BACKGROUND: The aim of this article was to evaluate the usefulness of sequential dual-time-point 2-deoxy-2-[18F]fluoro-D-glucose positron emission tomography/computed tomography (DTP [18F]FDG PET/CT) in distinguishing physiologic, inflammatory and malignant palatine tonsils as difficult to differentiate in the oncological practice.

METHODS: A total of 90 patients before the treatment underwent sequential DTP [18F]FDG PET/CT examinations. We analyzed 104 structures in 90 patients: 31 physiologic tonsils, 28 histopathologically confirmed inflammatory tonsils of non-specified origin, 31 histopathologically confirmed palatine tonsils cancer and 14 non-malignant contralateral tonsils in patients with histopathologically confirmed unilateral palatine tonsil malignancy. Patients underwent sequential [18F]FDG PET/CT examinations at 60 and 90 minutes post-injection of the [18F]FDG. We analyzed the SUVmax and SUVmean values at 60 and 90 minutes post-injection changes over time and the Retention Index (RI-SUVmax). To find the predictive SUV value and the RI cut-off between physiology, inflammatory and malignancy, we used the ROC analysis.

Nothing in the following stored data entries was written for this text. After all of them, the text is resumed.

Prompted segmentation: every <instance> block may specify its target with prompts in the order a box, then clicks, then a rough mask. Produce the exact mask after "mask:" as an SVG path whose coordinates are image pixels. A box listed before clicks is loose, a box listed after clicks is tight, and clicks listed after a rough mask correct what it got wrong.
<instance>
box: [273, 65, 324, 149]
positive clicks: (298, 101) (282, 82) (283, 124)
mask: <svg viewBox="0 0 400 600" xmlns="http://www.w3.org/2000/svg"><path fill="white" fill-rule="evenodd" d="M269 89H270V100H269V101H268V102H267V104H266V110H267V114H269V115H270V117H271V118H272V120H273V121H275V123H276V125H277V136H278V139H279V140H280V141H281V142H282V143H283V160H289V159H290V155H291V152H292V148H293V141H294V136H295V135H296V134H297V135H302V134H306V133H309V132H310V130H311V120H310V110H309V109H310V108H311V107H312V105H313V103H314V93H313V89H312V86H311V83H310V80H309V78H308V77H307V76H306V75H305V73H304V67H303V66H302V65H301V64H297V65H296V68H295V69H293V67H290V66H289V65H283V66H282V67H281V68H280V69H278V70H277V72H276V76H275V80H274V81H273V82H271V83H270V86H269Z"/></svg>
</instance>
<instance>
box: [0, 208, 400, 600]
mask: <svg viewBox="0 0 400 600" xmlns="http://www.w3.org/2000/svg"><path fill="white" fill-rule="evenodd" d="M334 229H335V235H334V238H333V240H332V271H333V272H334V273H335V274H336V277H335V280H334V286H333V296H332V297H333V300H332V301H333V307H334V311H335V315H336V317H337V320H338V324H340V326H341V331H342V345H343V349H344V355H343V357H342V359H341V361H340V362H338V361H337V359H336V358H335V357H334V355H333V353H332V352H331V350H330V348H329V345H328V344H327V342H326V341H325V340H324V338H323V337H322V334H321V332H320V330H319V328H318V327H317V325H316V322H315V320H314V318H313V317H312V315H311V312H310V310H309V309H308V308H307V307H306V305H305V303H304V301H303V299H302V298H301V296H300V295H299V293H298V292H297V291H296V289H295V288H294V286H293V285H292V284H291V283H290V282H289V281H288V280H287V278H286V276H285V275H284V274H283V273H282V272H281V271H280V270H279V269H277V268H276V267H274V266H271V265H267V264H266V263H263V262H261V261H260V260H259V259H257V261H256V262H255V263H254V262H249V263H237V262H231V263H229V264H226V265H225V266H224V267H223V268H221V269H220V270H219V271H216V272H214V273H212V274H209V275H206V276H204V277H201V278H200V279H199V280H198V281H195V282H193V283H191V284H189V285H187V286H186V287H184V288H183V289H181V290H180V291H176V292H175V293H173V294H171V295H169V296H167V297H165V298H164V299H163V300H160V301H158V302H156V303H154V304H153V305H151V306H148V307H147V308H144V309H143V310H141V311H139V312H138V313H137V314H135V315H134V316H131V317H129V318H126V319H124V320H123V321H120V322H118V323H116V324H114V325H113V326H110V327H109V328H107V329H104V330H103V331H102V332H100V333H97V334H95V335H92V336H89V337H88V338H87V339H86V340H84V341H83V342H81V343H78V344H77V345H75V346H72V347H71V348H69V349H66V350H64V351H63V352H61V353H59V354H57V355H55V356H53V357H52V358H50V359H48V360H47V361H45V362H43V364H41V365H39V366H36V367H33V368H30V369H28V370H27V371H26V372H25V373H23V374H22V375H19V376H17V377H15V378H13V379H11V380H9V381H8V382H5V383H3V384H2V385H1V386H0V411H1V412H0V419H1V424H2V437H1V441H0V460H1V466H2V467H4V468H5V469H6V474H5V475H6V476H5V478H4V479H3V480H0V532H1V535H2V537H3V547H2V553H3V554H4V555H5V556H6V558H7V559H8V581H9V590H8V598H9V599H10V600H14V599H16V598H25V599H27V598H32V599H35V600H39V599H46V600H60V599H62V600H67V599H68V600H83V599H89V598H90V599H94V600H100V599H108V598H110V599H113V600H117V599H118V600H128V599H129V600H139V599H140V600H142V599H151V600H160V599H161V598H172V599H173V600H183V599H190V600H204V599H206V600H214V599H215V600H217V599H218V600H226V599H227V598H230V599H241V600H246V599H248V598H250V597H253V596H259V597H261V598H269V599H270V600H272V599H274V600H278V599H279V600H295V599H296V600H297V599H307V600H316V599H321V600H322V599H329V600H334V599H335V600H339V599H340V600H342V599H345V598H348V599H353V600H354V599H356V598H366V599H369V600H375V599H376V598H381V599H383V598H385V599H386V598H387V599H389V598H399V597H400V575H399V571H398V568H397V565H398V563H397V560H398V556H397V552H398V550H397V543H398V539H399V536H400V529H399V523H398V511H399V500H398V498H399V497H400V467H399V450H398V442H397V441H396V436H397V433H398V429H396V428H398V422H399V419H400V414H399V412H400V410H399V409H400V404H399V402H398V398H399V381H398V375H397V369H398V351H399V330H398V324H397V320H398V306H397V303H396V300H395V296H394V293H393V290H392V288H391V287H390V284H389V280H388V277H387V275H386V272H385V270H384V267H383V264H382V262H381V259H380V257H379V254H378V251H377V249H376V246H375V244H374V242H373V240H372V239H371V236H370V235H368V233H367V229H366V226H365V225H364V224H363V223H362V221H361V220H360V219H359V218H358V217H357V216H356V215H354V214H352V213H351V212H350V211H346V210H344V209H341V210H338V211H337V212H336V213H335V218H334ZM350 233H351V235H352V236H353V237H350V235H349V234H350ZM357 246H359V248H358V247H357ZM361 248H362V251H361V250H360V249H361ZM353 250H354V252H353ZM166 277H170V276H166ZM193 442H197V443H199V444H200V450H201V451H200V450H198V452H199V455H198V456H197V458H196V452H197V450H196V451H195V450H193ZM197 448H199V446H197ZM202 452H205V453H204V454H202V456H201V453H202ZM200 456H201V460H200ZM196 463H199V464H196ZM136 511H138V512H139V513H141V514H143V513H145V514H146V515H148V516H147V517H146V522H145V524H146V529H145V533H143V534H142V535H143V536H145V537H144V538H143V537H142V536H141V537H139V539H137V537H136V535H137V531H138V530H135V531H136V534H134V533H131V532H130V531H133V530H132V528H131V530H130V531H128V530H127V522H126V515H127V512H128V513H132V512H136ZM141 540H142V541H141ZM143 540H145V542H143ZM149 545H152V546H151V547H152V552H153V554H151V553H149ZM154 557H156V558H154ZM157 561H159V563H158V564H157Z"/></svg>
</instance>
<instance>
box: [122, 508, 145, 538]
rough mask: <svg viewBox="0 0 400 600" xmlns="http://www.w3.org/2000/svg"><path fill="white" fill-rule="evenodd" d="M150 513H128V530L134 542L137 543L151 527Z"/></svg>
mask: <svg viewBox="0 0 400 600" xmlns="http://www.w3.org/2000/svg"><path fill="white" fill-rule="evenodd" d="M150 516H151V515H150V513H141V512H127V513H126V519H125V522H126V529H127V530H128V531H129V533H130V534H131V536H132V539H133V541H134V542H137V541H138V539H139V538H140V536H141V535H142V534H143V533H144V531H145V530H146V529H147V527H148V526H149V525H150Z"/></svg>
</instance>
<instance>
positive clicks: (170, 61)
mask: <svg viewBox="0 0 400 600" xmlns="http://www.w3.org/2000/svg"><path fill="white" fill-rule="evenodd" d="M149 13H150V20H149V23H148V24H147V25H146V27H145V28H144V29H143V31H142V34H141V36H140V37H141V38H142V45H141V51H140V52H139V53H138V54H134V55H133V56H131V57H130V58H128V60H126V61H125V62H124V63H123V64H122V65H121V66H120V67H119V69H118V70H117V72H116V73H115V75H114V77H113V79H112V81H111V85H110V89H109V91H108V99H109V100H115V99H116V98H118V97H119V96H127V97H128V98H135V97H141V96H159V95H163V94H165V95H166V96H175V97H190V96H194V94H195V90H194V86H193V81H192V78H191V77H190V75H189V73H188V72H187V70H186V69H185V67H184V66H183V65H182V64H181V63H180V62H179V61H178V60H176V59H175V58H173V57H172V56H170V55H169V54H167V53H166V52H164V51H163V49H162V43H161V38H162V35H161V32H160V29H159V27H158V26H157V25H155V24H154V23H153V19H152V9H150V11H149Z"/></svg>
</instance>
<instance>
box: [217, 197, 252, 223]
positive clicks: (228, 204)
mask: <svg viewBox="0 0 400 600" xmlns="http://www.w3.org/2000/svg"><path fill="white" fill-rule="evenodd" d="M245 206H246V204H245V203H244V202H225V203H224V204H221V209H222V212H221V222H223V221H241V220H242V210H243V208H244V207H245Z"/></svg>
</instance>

RESULTS: The average SUVmax values at 60 and 90minutes post-injection within physiologic palatine tonsils were 1.36±0.26 and 1.31±0.26, respectively, P>0.05. The average SUVmax values at 60 and 90 minutes post-injection within inflammatory and malignant tonsils were 3.74±1.45, 3.80±1.47 (P>0.05) and 5.19±2.19, 5.81±2.50 (P<0.05), respectively. The RI-SUVmax fluctuation over time were 5±28% within physiologic, -4±11% within contralateral non-malignant tonsils in patients with one tonsil involved, 2±11% within inflammatory and 13±13% within malignant tonsils.

CONCLUSIONS: The sequential dual-time-point [18F]FDG PET/CT examinations may increase the sensitivity and the specificity of the PET/CT method in differential palatine tonsils diagnosis.